FINRA and the SEC recently acted on issues as diverse as the fleecing of 31 NFL players, including Terrell Owens, via high-risk casino securities, a registered representative who managed to conduct a Ponzi scheme under his firm's nose, short sales that were not in compliance, and a China-based firm charged with reporting and disclosure failures.
Casino Deal Costs NFL Players; Broker Barre
Broker Jeffrey Rubin of Lighthouse Point, Fla., has been barred by FINRA from the securities industry for making unsuitable recommendations to his client, an unnamed NFL player, who ended up losing about $3 million. Thirty other NFL players joined in the scheme, believing that the illiquid, high-risk securities sold in connection with a casino that ended up going bankrupt would pay off. They did for Rubin, for a while, but not for anyone else.
Rubin's company, Pro Sports Financial, provided financial-related "concierge" services to professional athletes for an annual fee. Between March 2006 and June 2008, while he was a registered broker at Lincoln Financial Advisors Corp. and Alterna Capital Corp., Rubin, 38, recommended that one of his NFL clients invest a total of $3.5 million, the majority of his liquid net worth, in four high-risk securities. Rubin recommended and facilitated the largest investment, $2 million, in the Alabama casino project without the knowledge or approval of his employer member firm.
Rubin referred other investors to the casino project while employed by Alterna Capital and International Assets Advisory, ]also without the firms' knowledge or approval. From approximately January 2008 through March 2011, 30 additional clients of Rubin's concierge firm, all NFL players, invested approximately $40 million in the casino project. Rubin received a 4% ownership stake and $500,000 from the project promoter for these referrals.

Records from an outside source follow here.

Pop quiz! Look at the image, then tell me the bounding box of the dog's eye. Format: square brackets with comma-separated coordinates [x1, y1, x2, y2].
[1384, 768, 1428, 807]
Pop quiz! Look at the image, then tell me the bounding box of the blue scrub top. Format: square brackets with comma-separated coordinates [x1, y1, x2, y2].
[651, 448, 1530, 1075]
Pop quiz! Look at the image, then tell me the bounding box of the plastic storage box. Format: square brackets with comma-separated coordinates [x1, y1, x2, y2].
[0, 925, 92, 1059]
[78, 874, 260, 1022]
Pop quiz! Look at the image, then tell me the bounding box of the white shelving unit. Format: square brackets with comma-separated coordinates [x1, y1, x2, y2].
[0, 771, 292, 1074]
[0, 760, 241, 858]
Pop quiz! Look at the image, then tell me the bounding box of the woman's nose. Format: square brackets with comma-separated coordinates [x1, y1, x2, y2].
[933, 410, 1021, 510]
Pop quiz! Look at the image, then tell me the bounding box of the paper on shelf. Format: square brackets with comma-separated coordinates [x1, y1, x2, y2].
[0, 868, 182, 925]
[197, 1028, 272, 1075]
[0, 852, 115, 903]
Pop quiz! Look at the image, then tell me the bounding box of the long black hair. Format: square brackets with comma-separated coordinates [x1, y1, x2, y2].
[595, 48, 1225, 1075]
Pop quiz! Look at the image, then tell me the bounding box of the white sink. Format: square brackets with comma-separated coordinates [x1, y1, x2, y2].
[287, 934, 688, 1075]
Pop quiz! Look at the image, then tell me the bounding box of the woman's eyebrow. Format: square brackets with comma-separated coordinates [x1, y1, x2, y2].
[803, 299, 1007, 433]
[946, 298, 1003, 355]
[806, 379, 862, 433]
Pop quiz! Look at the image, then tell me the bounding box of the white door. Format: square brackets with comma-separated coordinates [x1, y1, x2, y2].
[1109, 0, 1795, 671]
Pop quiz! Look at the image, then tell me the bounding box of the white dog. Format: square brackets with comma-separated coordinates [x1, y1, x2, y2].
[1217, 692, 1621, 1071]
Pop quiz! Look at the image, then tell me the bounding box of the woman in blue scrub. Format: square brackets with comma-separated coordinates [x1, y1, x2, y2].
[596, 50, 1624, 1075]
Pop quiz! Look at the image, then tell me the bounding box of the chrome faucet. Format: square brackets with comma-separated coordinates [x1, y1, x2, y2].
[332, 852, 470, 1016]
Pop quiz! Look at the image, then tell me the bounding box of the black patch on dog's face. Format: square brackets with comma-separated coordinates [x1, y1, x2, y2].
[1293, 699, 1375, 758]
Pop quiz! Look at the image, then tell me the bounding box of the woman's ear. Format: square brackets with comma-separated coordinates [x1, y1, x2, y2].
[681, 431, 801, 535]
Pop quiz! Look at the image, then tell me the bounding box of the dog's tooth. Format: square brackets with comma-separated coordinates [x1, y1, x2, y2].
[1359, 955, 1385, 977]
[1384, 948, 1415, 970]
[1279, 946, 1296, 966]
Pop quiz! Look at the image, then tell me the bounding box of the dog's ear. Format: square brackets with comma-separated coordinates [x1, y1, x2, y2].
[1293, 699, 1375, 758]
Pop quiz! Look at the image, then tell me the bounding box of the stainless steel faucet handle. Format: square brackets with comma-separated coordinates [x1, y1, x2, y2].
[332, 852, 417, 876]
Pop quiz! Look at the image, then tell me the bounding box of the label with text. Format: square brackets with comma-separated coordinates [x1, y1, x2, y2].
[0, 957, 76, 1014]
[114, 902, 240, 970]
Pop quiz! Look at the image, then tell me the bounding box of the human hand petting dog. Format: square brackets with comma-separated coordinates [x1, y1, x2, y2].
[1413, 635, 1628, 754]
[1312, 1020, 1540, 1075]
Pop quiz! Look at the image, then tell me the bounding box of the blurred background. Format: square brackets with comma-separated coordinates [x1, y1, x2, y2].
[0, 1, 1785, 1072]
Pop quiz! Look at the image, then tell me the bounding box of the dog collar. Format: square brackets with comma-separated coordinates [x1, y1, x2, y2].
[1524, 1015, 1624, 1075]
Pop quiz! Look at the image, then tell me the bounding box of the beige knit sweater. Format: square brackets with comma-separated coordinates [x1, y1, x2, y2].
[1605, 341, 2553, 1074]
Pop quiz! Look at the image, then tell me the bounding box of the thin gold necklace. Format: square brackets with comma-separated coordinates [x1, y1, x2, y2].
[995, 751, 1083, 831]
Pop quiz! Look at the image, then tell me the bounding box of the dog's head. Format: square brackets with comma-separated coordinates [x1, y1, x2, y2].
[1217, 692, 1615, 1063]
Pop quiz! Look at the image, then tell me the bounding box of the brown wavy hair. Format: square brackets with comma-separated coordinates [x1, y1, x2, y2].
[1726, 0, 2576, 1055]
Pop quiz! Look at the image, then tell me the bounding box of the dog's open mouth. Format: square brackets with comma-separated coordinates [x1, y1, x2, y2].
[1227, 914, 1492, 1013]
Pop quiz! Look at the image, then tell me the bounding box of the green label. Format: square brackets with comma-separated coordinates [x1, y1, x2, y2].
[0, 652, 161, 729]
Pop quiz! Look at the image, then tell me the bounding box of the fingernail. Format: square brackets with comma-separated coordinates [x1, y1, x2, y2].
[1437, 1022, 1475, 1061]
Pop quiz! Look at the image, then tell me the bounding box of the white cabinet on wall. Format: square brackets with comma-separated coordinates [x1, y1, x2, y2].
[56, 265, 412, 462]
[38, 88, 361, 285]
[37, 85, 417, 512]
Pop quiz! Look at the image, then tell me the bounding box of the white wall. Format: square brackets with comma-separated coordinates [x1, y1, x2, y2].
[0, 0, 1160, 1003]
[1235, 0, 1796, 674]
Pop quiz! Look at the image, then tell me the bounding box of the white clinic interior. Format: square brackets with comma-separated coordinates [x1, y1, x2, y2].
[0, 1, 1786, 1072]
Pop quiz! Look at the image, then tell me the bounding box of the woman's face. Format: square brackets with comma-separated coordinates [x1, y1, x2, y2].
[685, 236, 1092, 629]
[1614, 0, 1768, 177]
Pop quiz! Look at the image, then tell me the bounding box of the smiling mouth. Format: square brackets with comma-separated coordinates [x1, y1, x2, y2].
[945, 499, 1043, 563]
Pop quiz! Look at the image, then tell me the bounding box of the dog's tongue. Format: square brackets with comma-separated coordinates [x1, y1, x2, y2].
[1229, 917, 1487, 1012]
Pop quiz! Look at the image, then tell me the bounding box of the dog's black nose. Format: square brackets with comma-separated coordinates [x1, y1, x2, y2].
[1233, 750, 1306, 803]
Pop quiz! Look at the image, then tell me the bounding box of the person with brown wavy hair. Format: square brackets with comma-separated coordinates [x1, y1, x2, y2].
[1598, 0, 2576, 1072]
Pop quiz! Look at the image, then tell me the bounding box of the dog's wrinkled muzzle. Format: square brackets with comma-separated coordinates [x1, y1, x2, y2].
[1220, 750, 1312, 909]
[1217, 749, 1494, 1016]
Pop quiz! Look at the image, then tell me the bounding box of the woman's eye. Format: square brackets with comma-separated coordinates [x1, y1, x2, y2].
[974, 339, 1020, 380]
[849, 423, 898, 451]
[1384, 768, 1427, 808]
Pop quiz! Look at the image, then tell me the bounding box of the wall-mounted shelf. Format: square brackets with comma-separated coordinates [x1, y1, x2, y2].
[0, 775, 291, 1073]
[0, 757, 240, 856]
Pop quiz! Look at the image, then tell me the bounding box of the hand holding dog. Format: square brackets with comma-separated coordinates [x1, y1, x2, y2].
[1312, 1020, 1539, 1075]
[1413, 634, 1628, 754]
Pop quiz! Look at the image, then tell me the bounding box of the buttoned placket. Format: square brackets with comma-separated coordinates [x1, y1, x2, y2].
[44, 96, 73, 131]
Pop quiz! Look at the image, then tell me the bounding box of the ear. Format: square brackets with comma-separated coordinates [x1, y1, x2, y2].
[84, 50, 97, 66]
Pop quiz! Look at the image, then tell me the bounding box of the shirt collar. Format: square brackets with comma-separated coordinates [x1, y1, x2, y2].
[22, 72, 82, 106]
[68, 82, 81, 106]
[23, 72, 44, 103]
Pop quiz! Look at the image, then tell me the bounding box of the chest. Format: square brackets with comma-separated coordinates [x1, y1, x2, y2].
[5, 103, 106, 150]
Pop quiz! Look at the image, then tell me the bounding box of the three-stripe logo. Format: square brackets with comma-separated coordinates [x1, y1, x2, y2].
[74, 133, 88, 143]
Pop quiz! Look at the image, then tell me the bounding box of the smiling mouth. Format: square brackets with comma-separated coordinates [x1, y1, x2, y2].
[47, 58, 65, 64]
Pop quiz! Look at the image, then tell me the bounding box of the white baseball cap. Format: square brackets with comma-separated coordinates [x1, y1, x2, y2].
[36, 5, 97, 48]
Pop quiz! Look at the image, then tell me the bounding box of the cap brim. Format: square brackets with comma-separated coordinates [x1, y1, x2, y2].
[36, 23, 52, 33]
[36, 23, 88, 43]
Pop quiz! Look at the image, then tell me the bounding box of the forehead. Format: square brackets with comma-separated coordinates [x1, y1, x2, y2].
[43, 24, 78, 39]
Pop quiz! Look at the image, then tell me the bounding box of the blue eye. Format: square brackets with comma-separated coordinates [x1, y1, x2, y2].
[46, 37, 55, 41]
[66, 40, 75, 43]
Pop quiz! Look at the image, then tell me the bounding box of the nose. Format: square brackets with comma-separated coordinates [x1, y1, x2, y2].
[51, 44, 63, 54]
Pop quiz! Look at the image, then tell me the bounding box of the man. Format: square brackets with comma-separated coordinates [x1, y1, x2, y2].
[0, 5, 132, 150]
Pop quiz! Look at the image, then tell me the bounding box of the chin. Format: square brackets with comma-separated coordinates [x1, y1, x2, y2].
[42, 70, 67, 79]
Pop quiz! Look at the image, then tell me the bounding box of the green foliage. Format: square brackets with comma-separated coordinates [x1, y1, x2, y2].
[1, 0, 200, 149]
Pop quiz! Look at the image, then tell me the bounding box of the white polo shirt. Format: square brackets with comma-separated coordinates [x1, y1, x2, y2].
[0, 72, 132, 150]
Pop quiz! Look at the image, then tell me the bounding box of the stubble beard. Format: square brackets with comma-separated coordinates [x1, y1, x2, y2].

According to Yahoo Sports in a September report, some former and current players who lost money in Rubin's scheme include Owens, Plaxico Burress, Clinton Portis, Fred Taylor, Jevon Kearse, Kyle Orton, Santonio Holmes and Santana Moss.
Owens is suing Rubin over his losses connected to the casino, and Buffalo Bills wide receiver Roscoe Parrish won a judgment against Rubin last year over an incorporated entity he said he did not authorize, as well as for failure to repay an investment in the casino. Other football players have sued a law firm over the casino, and an investigation is under way into the relationship between Rubin and NFL agent Drew Rosenhaus. The National Football League Players Association is reviewing Rosenhaus' role in facilitating Rubin's interaction with the players; if Rosenhaus is found to have violated NFLPA's agent regulations, he could find himself in trouble as well.
Rep's Ponzi Scheme Gets Lincoln Financial a FINRA Fine
FINRA fined and censured Lincoln Financial for failing to prevent a Ponzi scheme operated by one of its registered representatives. The firm has already paid $5.63 million in restitution to investors, and now will pay an additional $175,000, although it neither admits nor denies the findings of supervisory failure that allowed the representative to set up and run the scheme.
The representative, already subject to an open regulatory body investigation, was accepted by the firm and allowed to operate a branch office. The office of supervisory jurisdiction manager was not informed of the inquiry, and the advertising review department, despite having qualms about proposed advertising for the representative's approved outside business, also never raised the issue with the OSJ. There were other notable conflicts of interest as well.
The representative's outside email was never checked, and other red flags were ignored, which allowed the representative to fraudulently solicit and sell investments in a purported bond fund.